NEW DELHI -- In the ballroom of a five-star hotel here, executives from Lockheed Martin, the world's biggest arms supplier, threw a candlelight reception one recent night to woo Indian defense experts as their country embarks on a major military shopping spree.

India plans to spend an estimated $100 billion on defense over the next decade to modernize its Soviet-era arsenal. With its growing military footprint, India is steering away from traditional ally Russia, its main weapons supplier, and looking toward the United States to help upgrade its weapons systems and troop gear.

As the world's largest democracy, India is seen as the most dependable U.S. ally. But India's expanding military ambitions, and the U.S. role in selling this nuclear-armed nation more firepower, is starting to worry its neighbors, especially perennial rival Pakistan. India also has ongoing border disputes with another Asian giant, China, which defeated it in a short 1962 war.

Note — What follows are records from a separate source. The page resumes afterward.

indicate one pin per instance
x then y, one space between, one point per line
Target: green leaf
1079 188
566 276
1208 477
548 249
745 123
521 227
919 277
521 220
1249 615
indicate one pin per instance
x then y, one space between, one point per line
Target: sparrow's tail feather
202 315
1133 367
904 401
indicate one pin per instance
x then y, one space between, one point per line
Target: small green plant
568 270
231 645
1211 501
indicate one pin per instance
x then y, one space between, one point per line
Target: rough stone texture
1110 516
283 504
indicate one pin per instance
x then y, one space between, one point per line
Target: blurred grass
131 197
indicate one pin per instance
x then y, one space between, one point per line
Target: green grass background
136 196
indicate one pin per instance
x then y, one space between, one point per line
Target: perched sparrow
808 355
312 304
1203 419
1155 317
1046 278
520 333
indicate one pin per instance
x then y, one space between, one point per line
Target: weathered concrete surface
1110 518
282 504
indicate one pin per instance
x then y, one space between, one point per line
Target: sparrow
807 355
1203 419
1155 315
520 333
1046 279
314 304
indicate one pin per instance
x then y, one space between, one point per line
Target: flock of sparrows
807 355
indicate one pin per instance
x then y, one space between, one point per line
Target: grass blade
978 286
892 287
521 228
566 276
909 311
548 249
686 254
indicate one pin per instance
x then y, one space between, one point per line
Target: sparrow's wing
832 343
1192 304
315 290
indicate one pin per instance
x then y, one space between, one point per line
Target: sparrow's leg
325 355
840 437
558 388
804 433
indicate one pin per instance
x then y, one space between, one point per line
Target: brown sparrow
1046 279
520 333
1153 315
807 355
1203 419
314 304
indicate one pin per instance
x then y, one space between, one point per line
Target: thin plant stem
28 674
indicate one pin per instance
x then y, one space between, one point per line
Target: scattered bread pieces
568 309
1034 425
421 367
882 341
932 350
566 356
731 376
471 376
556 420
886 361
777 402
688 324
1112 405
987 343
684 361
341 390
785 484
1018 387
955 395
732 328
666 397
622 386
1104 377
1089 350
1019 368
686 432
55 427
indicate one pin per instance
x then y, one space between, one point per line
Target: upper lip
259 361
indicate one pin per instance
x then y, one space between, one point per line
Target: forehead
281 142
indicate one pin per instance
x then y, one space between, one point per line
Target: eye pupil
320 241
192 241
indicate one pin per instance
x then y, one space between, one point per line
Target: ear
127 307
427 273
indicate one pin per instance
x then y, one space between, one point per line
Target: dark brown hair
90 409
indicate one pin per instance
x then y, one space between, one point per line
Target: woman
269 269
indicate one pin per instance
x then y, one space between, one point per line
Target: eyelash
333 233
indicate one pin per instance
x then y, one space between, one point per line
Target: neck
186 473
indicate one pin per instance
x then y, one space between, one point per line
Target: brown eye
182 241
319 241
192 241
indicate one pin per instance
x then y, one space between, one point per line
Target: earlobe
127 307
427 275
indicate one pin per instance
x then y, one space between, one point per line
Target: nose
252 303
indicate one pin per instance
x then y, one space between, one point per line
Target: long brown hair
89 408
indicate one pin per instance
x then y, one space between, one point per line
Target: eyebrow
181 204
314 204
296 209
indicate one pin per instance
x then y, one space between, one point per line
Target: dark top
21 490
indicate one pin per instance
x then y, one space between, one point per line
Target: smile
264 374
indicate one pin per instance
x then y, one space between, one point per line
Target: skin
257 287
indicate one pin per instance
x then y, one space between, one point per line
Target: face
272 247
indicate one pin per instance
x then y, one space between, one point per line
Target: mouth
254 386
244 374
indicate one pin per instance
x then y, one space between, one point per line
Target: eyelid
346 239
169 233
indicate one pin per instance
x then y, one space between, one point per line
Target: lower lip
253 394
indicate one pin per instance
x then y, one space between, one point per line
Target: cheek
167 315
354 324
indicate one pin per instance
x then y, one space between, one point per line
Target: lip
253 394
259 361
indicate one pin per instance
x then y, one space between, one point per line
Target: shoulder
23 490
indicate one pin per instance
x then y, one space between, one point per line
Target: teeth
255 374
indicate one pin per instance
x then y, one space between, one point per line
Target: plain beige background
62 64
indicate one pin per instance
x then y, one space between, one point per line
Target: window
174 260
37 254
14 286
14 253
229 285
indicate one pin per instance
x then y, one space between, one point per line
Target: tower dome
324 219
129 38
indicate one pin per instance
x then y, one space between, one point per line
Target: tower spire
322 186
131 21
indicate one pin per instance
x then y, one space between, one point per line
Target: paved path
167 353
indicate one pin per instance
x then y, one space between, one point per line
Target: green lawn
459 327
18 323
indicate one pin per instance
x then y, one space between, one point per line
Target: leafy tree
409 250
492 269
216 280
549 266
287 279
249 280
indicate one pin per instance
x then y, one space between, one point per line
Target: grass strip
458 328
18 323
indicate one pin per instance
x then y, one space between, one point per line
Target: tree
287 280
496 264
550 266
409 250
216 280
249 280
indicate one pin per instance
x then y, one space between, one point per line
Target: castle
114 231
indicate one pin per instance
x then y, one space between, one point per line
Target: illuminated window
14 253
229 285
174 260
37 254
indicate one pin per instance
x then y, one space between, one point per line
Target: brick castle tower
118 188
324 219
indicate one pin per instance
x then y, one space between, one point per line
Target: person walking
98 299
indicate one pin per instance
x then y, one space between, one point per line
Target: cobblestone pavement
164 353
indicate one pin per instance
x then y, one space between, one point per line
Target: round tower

"This increase in India's military spending is seen with rising anxiety here in Pakistan," said Hasan-Askari Rizvi, a leading defense analyst in Pakistan, which receives substantial U.S. military assistance in its fight against Taliban insurgents in the country's northwest. "As long as India builds pressure on Pakistan militarily, Pakistan won't move troops to fight the Taliban, period. In the future, there could potentially be a situation like the 1965 war between India and Pakistan, where both used American weapons against each other."

India is pushing the Obama administration to ease the acquisition of U.S. weapons and technology. Already this year, a high-level U.S. government group cleared the way for Lockheed and Boeing to offer India cutting-edge radar technology for fighter jets. At the U.S. Embassy in New Delhi, defense contractors such as Northrop Grumman are sponsoring little league baseball teams

About 70 percent of India's military equipment comes from Russia, said Sitanshu Kar, a spokesman for the Indian Defense Ministry. But some Indian officials have complained about the quality and cost of Russian equipment and have advocated a shift to U.S. suppliers.

"We've had a long-standing relationship with Russia. But that's changing now," Kar said.